A (Atmospheric and Hydrospheric Sciences) » A-OS Ocean Sciences & Ocean Environment

[A-OS22] [JJ] Physical Oceanography

Mon. May 22, 2017 10:45 AM - 12:15 PM 302 (International Conference Hall 3F)

convener:Tomoki Tozuka(Department of Earth and Planetary Science, Graduate School of Science, The University of Tokyo), Yutaka Yoshikawa(Graduate School of Science, Kyoto University), Shinya Kouketsu(JAMSTEC Japan Agency for Marine-Earth Science and Technology), Yuki Tanaka(Graduate School of Science, The University of Tokyo), Chairperson:Yutaka Yoshikawa(Graduate School of Science, Kyoto University), Chairperson:Yuki Tanaka(Graduate School of Science, The University of Tokyo)

11:00 AM - 11:15 AM

[AOS22-08] Numerical study of Internal tide energetics in the Andaman Sea

*Sachiko Mohanty1, A D Rao1 (1.Indian Institute of Technology Delhi)
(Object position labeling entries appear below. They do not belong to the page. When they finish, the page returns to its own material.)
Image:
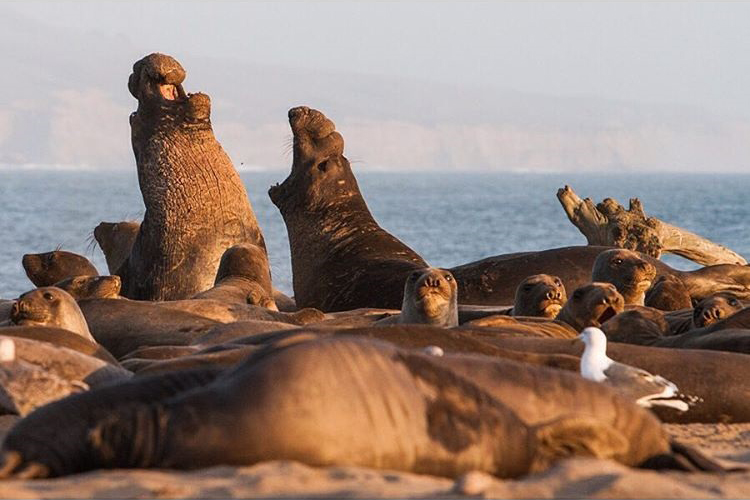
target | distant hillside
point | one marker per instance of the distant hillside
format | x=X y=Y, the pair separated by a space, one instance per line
x=64 y=101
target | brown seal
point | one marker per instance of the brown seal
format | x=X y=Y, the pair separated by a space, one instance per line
x=341 y=258
x=591 y=305
x=430 y=297
x=631 y=274
x=46 y=269
x=196 y=204
x=357 y=402
x=668 y=293
x=116 y=239
x=50 y=306
x=491 y=281
x=91 y=287
x=540 y=295
x=714 y=308
x=244 y=277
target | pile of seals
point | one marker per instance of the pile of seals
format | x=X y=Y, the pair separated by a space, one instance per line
x=185 y=355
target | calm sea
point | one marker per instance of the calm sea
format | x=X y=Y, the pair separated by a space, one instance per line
x=449 y=218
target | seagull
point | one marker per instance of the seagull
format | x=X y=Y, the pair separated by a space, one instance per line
x=646 y=389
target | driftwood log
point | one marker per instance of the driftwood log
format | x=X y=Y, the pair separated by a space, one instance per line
x=610 y=224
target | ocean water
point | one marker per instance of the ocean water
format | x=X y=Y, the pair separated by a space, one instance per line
x=450 y=218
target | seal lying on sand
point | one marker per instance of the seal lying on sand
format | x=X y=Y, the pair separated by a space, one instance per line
x=625 y=269
x=539 y=295
x=356 y=402
x=244 y=277
x=341 y=258
x=591 y=305
x=430 y=297
x=668 y=293
x=91 y=287
x=491 y=281
x=50 y=306
x=196 y=204
x=46 y=269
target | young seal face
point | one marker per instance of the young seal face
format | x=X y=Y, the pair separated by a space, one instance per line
x=540 y=295
x=116 y=239
x=91 y=287
x=592 y=305
x=50 y=306
x=431 y=297
x=625 y=269
x=45 y=269
x=668 y=293
x=711 y=309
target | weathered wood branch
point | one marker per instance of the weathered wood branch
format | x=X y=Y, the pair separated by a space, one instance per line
x=609 y=224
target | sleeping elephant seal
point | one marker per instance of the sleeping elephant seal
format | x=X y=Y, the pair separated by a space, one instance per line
x=625 y=269
x=668 y=293
x=116 y=239
x=539 y=295
x=341 y=258
x=244 y=277
x=715 y=308
x=430 y=297
x=91 y=287
x=50 y=306
x=46 y=269
x=356 y=402
x=591 y=305
x=196 y=204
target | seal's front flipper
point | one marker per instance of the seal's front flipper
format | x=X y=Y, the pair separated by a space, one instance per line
x=576 y=436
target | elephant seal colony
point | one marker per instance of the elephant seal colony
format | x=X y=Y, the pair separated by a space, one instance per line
x=186 y=357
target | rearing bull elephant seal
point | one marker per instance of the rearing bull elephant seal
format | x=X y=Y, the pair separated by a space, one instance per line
x=46 y=269
x=540 y=295
x=341 y=258
x=430 y=297
x=50 y=306
x=196 y=204
x=625 y=269
x=592 y=305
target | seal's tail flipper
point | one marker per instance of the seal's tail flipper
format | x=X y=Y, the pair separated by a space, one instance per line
x=687 y=458
x=575 y=436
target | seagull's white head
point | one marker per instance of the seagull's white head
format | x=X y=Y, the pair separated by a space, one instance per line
x=7 y=350
x=594 y=359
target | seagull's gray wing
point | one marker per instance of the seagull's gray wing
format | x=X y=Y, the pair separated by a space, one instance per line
x=645 y=389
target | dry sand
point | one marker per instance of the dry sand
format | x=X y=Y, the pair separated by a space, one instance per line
x=570 y=478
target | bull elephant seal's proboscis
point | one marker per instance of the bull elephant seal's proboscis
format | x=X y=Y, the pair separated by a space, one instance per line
x=356 y=402
x=341 y=258
x=196 y=204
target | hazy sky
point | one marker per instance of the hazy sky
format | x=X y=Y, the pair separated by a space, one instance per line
x=694 y=54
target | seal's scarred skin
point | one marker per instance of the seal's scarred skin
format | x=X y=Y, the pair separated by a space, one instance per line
x=196 y=204
x=341 y=258
x=356 y=402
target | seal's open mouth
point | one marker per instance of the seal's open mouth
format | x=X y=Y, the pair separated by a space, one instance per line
x=552 y=309
x=608 y=313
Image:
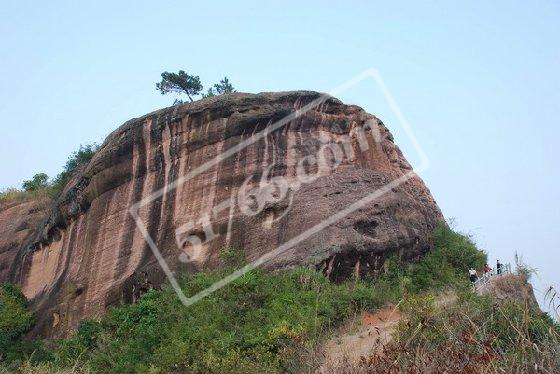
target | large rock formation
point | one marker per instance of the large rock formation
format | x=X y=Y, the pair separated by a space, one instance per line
x=89 y=253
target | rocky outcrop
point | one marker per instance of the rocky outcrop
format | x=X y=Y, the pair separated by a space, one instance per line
x=89 y=253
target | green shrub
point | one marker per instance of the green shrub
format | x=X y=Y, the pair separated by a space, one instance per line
x=15 y=320
x=251 y=323
x=446 y=264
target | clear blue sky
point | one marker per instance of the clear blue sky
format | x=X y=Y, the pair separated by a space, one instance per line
x=478 y=83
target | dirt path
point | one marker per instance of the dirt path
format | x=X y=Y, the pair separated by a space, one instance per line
x=361 y=338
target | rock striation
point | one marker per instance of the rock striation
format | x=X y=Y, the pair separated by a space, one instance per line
x=265 y=190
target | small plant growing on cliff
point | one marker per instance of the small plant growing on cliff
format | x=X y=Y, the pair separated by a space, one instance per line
x=180 y=82
x=76 y=159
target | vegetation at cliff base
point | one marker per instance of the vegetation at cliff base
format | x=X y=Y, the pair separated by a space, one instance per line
x=15 y=320
x=40 y=185
x=275 y=322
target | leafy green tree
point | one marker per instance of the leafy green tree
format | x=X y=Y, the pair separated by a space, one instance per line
x=39 y=181
x=221 y=88
x=15 y=319
x=180 y=82
x=224 y=87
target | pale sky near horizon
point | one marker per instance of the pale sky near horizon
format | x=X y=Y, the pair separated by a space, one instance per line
x=478 y=83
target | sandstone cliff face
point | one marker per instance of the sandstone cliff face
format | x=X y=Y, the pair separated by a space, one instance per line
x=89 y=253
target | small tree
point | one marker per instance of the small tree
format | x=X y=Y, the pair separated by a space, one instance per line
x=224 y=87
x=39 y=181
x=180 y=82
x=220 y=88
x=15 y=319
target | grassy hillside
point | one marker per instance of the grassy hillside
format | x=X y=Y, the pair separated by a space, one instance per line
x=274 y=322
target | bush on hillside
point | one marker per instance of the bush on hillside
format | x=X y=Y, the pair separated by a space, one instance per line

Keywords:Internal tide, Andaman Sea, Energetics

The interactions of barotropic tides with irregular bottom topography generate internal waves with high amplitude known as large-amplitude internal waves (LAIW). The Andaman Sea is one of the potential region where such waves occur. These waves are an important phenomena in the ocean due to their influence on the density structure and energy transfer into the region. These waves are also important in submarine acoustics, underwater navigation, offshore structures, ocean mixing, biogeochemical processes, etc. over the shelf-slope region.
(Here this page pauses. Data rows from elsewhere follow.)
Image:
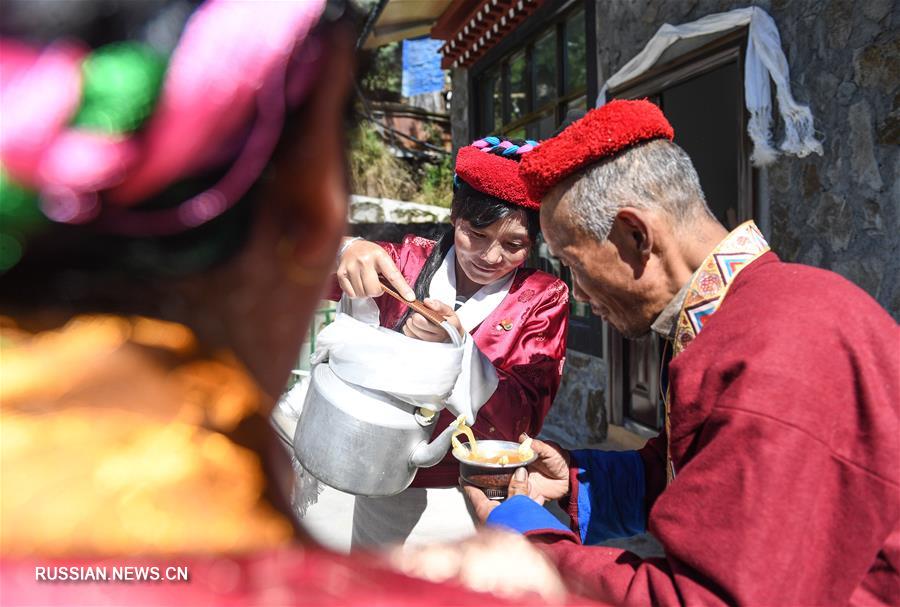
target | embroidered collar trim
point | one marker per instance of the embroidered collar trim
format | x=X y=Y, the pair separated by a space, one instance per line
x=710 y=283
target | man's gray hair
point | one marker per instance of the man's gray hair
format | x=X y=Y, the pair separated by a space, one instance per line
x=656 y=175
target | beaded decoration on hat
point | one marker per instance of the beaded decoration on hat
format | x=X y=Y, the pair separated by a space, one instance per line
x=602 y=133
x=487 y=166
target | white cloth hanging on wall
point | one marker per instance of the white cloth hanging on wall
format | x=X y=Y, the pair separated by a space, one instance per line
x=764 y=60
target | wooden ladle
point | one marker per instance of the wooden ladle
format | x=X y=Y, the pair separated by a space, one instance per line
x=415 y=305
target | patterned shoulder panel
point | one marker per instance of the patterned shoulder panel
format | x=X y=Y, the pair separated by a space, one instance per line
x=530 y=282
x=418 y=241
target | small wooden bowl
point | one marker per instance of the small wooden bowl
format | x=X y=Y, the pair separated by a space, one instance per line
x=493 y=479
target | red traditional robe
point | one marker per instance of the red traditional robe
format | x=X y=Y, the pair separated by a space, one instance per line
x=785 y=426
x=525 y=339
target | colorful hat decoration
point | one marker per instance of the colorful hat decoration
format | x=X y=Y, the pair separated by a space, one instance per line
x=602 y=133
x=496 y=175
x=90 y=135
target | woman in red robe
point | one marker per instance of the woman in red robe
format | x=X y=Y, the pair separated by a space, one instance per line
x=516 y=317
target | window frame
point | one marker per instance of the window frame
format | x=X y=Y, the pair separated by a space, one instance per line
x=553 y=15
x=730 y=47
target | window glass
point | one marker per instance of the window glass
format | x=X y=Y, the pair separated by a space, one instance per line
x=518 y=102
x=497 y=103
x=576 y=60
x=579 y=103
x=544 y=58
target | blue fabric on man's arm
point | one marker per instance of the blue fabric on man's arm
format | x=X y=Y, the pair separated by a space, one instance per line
x=610 y=494
x=521 y=513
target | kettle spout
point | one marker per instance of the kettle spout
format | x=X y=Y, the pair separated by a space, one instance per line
x=426 y=455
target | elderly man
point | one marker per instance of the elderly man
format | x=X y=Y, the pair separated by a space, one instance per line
x=780 y=479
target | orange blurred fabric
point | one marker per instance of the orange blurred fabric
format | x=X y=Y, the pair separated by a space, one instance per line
x=118 y=436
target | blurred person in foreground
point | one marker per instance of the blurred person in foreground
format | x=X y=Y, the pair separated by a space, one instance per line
x=170 y=217
x=776 y=481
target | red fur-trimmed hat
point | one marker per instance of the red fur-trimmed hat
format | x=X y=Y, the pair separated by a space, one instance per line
x=496 y=175
x=602 y=133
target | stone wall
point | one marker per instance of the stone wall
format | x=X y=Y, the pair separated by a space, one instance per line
x=840 y=210
x=837 y=211
x=579 y=414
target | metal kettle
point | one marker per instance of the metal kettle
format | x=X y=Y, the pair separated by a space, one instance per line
x=372 y=406
x=363 y=441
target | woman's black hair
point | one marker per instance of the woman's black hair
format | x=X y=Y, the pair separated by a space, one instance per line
x=480 y=210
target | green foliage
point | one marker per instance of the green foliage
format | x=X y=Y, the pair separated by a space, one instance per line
x=375 y=171
x=437 y=186
x=382 y=76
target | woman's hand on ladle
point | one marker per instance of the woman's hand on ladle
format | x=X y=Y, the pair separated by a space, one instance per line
x=359 y=267
x=419 y=327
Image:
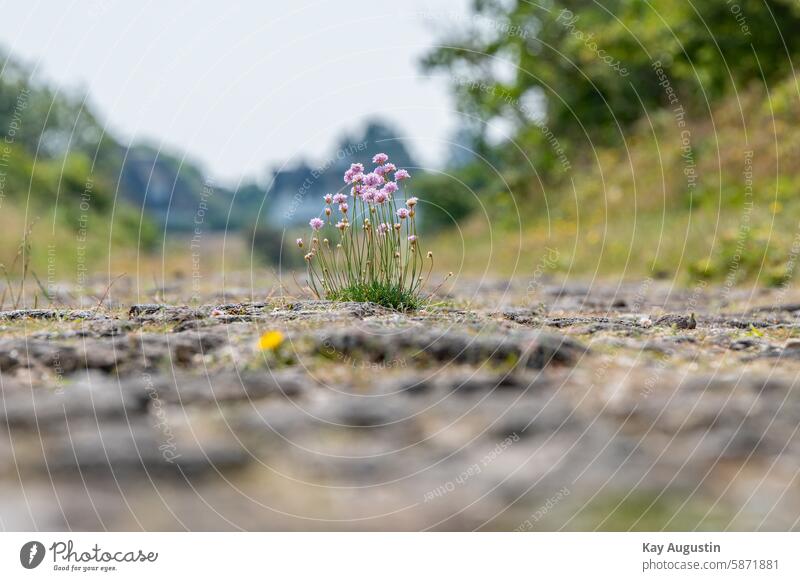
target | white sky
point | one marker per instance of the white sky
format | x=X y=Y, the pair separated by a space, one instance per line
x=242 y=86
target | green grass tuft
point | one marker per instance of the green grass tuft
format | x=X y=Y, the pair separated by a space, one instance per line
x=380 y=293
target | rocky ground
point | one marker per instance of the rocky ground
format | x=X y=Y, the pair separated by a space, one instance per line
x=504 y=406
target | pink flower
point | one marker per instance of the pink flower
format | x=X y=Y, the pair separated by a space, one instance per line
x=368 y=195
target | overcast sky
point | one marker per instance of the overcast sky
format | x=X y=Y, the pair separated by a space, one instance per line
x=241 y=86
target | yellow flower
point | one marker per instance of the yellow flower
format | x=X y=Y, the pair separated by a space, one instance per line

A three-dimensional MIT general circulation ocean model (MITgcm) is configured over the Andaman sea to investigate the generation and propagation of M2 internal tides. Initially, the model simulations are validated by using in-situ observations of temperature, conductivity and currents from a buoy located at 10.5N, 94E. The spectral energy estimate of density shows that the peak estimate is associated with the semi-diurnal frequency at all the depths in both observations and model simulations. The vertical structure of baroclinic velocity is compared with observations and the analysis suggests that a multi-mode features of baroclinic tides are present at the buoy location. To understand the generation and propagation of internal tides over this region, energy flux and barotropic-to-baroclinic M2 tidal energy conversion rates are also estimated. The model simulation suggests that the internal tides are mainly generated at the north of Sumatra coast and the regions around the Nicobar islands. The internal tides propagate away from the respective generation sites. The steepness of topography suggests that the internal tide mainly generate at the supercritical slope region and the energy flux reflected back to the deep water from the supercritical slope. The M2 dissipation rate is also found to be maximum at the generation sites.